Now, the next step toward unionization is sending out voting cards — also called authorization cards — to all eligible faculty and staff in order to gauge whether or not a union vote would succeed.
If the cards indicate 30 percent of faculty or more approve of the union, the campaign organizers would present the cards to the Pennsylvania Labor Relations Board. They would then hold an official vote to allow all faculty and staff to vote either for or against a union.
Unions at other universities in the area have been quicker to form, but are significantly smaller than Pitt. The campaigns at Pitt slowed down over the summer months, since there were fewer faculty and staff on campus.
Case said he expects efforts to pick up again because the fall semester has begun.
But both Case and Bickford say that neither campaign has an immediate plan to send out voting cards. Instead, Bickford said, campaigners have been and will continue to table on campus, pass out literature and hold panel discussions to create more visibility for their campaigns.
At the time of publication, campaign organizers were unable to disclose the specific number of employees involved in either campaign. They were also reluctant to disclose any numerical information they did have, based upon employees’ varying levels of participation in the campaigns.
“The idea behind organizing is to unite communities so that they can define which issues are important to them, and address them collectively,” Jeff Cech, a USW organizer working with Pitt employees, said.
As Case puts it, graduate students work in a form of apprenticeship, dreaming of graduating and finding a secure, tenure-track position.
“In reality, universities in the US are gradually eliminating the tenure track,” Case said. “There are more and more adjuncts, who often work for poverty wages with little job security.”
At Pitt, 67 percent of the University’s 5,500 faculty are not on a tenure track and a little over one-third are adjunct faculty, Damon Di Cicco –– a staff organizer at USW –– said.
Adjunct faculty receive approximately 30 percent of what full-time faculty employees are paid.

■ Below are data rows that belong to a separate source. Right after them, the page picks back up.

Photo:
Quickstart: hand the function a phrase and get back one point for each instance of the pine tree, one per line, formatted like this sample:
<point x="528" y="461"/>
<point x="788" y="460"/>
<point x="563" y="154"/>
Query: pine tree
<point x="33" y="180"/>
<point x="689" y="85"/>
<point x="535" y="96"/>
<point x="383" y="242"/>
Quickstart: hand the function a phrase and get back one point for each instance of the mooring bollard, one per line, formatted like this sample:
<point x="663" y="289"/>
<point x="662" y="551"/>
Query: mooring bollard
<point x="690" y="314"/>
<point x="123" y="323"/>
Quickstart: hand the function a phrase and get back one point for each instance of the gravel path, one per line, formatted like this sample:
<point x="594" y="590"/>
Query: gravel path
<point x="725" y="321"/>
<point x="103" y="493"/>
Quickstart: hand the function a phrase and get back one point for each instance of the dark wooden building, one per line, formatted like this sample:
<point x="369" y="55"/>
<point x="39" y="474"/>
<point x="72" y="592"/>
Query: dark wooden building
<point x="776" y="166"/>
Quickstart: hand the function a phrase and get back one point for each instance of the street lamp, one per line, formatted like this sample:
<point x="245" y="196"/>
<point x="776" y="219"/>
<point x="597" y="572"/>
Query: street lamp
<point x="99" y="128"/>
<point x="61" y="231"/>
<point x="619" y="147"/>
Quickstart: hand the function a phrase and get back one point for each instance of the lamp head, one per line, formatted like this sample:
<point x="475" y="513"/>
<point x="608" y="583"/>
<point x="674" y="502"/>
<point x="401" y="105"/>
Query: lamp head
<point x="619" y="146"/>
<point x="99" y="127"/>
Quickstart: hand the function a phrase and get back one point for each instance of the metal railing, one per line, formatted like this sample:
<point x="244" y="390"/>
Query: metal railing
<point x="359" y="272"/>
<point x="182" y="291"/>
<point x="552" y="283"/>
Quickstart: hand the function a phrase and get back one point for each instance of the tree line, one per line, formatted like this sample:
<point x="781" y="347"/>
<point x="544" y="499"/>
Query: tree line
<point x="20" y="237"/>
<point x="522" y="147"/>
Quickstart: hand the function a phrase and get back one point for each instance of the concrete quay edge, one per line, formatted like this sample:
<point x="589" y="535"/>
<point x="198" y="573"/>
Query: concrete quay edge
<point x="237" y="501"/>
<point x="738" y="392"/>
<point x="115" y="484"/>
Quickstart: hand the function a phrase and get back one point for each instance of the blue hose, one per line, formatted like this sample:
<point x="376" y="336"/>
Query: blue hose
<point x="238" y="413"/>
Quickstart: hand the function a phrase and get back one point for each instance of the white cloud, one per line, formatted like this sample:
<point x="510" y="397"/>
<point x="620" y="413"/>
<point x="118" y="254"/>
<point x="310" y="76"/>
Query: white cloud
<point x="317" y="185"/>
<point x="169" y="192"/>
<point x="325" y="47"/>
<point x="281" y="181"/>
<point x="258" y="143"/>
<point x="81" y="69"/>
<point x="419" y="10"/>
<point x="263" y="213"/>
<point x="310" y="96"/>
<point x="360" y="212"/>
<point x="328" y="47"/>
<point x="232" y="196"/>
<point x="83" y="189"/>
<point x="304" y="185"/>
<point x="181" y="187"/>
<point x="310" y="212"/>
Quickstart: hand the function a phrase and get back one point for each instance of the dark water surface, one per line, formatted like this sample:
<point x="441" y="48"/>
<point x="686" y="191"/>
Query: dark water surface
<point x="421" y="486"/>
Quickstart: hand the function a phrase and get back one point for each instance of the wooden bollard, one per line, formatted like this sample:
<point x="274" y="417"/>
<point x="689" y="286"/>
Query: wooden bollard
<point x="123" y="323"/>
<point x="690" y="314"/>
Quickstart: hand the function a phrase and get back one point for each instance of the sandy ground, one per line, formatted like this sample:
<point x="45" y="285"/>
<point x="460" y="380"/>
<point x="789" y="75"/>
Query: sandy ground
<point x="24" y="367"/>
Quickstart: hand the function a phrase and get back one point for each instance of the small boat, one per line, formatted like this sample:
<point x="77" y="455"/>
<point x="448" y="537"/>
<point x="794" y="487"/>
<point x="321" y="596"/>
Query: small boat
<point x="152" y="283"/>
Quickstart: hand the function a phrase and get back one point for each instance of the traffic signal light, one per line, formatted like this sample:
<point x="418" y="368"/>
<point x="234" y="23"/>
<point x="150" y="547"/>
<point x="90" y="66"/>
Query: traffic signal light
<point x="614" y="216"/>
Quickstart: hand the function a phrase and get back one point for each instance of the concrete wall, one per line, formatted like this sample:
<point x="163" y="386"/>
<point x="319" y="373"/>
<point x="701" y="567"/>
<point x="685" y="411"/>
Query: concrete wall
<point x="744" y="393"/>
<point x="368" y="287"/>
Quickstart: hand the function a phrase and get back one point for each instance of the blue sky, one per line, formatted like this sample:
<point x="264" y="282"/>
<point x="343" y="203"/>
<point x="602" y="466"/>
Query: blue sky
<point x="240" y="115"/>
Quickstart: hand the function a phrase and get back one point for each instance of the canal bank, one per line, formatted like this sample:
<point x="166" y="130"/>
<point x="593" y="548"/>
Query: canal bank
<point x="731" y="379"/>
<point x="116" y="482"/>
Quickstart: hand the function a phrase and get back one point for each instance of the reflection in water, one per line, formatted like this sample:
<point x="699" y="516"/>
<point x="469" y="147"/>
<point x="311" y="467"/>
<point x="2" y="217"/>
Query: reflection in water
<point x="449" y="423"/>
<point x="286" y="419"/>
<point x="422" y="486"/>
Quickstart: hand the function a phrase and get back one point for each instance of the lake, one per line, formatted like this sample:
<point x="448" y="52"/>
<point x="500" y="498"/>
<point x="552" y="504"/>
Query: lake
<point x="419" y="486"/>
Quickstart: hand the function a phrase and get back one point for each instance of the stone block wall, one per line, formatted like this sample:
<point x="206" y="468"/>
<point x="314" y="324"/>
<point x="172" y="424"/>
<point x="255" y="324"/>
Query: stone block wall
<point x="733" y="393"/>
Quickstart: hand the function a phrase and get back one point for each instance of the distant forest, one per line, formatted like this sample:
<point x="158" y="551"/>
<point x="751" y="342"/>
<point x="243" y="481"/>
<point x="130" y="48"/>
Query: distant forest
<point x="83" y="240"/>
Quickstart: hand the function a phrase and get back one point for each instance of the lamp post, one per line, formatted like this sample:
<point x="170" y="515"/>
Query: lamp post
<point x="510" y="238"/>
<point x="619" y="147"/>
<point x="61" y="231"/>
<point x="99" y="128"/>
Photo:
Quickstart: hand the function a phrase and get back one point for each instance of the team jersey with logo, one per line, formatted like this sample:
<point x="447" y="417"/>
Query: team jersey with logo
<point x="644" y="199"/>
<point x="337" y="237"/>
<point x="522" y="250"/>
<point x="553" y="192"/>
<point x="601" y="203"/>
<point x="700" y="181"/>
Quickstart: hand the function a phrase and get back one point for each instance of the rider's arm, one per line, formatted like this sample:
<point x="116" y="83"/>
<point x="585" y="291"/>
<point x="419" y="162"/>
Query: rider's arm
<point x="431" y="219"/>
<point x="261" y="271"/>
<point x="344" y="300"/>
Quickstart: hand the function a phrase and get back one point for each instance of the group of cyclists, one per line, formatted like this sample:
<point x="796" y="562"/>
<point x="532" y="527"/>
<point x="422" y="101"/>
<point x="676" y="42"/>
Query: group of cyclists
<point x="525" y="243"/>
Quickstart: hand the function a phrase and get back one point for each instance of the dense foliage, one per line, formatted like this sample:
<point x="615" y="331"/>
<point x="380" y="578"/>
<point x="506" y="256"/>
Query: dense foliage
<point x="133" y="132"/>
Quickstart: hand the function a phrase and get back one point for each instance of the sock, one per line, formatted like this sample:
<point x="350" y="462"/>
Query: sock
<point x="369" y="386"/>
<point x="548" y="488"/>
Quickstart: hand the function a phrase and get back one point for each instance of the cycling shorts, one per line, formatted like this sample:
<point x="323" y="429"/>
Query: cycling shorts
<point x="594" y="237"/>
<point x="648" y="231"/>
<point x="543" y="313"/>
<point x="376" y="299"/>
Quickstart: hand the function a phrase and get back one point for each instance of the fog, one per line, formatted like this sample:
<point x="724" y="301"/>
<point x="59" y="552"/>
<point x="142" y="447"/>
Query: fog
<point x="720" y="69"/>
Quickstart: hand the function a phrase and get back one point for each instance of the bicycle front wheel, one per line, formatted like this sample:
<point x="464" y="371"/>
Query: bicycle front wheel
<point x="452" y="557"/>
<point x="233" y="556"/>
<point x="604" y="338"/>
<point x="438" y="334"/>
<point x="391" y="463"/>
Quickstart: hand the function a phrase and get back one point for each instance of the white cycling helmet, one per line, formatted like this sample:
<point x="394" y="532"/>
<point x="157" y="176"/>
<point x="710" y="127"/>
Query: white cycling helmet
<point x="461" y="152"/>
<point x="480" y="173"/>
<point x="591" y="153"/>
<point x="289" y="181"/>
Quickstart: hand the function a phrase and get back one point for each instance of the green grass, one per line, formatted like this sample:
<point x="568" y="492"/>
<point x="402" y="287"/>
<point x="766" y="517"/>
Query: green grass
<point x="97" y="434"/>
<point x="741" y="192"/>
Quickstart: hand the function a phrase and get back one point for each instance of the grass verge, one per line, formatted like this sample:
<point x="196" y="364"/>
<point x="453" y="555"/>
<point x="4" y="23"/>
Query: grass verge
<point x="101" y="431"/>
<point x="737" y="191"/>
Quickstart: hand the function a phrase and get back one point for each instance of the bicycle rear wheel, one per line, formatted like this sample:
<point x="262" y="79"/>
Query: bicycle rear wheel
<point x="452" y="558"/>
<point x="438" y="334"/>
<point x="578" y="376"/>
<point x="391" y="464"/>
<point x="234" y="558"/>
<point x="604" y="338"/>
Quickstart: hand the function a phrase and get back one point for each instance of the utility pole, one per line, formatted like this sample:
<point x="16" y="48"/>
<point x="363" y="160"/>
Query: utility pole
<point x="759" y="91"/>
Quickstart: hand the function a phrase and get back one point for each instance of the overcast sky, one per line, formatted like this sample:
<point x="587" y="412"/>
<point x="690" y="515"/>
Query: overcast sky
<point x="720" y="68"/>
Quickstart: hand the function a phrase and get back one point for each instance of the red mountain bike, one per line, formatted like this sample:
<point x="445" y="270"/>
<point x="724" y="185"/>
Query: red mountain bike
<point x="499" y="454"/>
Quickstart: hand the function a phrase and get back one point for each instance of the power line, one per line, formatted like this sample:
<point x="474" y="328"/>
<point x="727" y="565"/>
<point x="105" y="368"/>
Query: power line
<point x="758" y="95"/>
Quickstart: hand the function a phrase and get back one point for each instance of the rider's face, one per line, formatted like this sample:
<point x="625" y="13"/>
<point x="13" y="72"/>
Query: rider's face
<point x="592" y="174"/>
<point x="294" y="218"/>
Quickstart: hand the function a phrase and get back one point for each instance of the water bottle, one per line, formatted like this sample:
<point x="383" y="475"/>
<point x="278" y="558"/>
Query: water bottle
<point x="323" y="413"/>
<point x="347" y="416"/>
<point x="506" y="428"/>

Some part-time faculty make $2,500 per course, which translates to $13.08 per hour, on average, as compared to $42.60 per hour for full-time faculty employees, according to Di Cicco.
According to Pitt’s Faculty Handbook, tenured professors have additional duties not imposed on non-tenured professors, such as selecting new faculty members for their department as well as creating and protecting an atmosphere of academic freedom within the University.
According to Di Cicco, the two separate faculty and graduate student employee campaigns allow the groups to address differential concerns.
While the faculty unionization campaign is focused on wages and job security, Case said Pitt’s graduate student employees, who work as teaching or research assistants as part of fellowship programs, are focused gaining a voice in their working conditions.
For graduate student employees, fellowship positions are granted by individual schools or programs within Pitt. For instance, the Dietrich School of Arts & Sciences grants graduate fellowships that include a tuition waiver, a TA appointment and monthly stipends, among other benefits. Governmental or private agency grants may also be used to employ graduate students at Pitt and other universities.
According to Bickford, campaigners are working toward a union that would include faculty in all of Pitt’s schools and branch campuses.
Going forward, Case said if the unionization efforts fail, he would worry about Pitt’s rankings dropping.
“Some of the best students might start making decisions about where to go to graduate school based on whether or not a university has a union,” Case said. “If the University and graduate students work hand-in-hand, both will do better.”
Case said unionization will give graduate student employees greater confidence in their future, allowing them to do their jobs more effectively and to better the University as a whole.
“The movement of graduate students and faculty unionization is moving across the nation. It is a growing trend, and we want to be part of it,” Case said. “We love Pitt and want it to be as good as it can be.”